Success in the past, unfortunately, does not tell us anything about the future. Timely science then does not predict timely science now. Although Borlaug’s work saw Ehrlich’s predicted threats displaced in time, towards the end of his Nobel Prize acceptance speech, Borlaug said:
Malthus signaled the danger a century and a half ago. But he emphasized principally the danger that population would increase faster than food supplies. In his time he could not foresee the tremendous increase in man’s food production potential. Nor could he have foreseen the disturbing and destructive physical and mental consequences of the grotesque concentration of human beings into the poisoned and clangorous environment of pathologically hypertrophied megalopoles. Can human beings endure the strain? Abnormal stresses and strains tend to accentuate man’s animal instincts and provoke irrational and socially disruptive behavior among the less stable individuals in the maddening crowd.
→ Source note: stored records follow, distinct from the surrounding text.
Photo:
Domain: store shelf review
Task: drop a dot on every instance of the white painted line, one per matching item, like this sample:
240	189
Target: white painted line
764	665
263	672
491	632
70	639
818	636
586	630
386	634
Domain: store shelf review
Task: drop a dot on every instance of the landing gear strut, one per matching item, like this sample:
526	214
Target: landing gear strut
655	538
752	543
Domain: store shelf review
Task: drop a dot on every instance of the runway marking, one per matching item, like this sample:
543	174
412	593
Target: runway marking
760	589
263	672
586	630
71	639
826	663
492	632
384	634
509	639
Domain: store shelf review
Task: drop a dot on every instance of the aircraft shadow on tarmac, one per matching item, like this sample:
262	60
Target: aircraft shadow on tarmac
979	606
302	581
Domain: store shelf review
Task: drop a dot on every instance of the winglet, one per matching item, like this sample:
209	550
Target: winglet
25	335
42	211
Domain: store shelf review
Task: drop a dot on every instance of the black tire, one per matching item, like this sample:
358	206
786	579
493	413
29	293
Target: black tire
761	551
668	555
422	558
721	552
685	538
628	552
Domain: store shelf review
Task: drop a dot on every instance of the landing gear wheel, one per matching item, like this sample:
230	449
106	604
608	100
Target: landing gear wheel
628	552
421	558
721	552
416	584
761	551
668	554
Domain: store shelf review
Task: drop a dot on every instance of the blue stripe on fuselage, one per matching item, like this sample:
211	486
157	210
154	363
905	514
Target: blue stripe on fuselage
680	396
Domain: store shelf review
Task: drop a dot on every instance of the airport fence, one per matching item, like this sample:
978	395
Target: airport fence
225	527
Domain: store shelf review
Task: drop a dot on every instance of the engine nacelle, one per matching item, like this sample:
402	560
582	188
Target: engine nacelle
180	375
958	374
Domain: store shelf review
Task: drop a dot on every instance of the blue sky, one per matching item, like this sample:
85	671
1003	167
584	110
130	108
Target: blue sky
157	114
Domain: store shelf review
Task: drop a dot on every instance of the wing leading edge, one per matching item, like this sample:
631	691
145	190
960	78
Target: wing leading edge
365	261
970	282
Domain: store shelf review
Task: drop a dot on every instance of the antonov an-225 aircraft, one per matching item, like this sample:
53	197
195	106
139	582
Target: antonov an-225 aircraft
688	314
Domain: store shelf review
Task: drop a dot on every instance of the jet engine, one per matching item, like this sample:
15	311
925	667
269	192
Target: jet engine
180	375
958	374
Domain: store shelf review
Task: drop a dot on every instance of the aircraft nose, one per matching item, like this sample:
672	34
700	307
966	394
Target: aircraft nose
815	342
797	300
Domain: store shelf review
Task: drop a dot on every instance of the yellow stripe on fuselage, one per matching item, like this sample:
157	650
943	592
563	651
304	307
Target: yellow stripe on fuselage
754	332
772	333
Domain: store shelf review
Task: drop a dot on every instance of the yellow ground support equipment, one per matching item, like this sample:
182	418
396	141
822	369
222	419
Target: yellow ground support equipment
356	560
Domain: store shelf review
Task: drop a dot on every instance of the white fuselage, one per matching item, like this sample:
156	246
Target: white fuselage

We must recognize the fact that adequate food is only the first requisite for life. For a decent and humane life we must also provide an opportunity for good education, remunerative employment, comfortable housing, good clothing, and effective and compassionate medical care. Unless we can do this, man may degenerate sooner from environmental diseases than from hunger.
So far, the international, multilateral approach to a possibly gloomy future is to seek hope — it does, after all, spring eternal. We will reduce greenhouse gas emissions, tackle global poverty through economic growth, and increase food production. We will not need to tackle population growth, nor will we have to make do with less. We write about planetary health, but we do not develop strategies for a planet that is less human-friendly tomorrow than it is today.
I hope that global health and well-being will improve well into the future, well past my life and I hope well past that of my children, (and their children, …). In case it does not, I would like to think that there is a Global Health Red Team that does not just echo gloomy news in the halls of power, but argues for and develops strategies suitable for the world in which we are all worse off. What should our goal be in that worse off world? Is it a global goal, an equitable goal of mutual pain, or is it a “My Country First”, Shakespearean tragedy of the commons?
There is an ironic twist to the use of Red Teams in the US military that may have some bearing on their use in Global Health. In the Millenium Challenge 2002 when the Red Team devastated the Blue Team in the first few days of a fortnight-long exercise, the judges reset the clock. They hamstrung the Red Team, and then let everything play out in a way that would ensure that normal (military) science came out unscathed.
Global Health needs to be intellectually braver.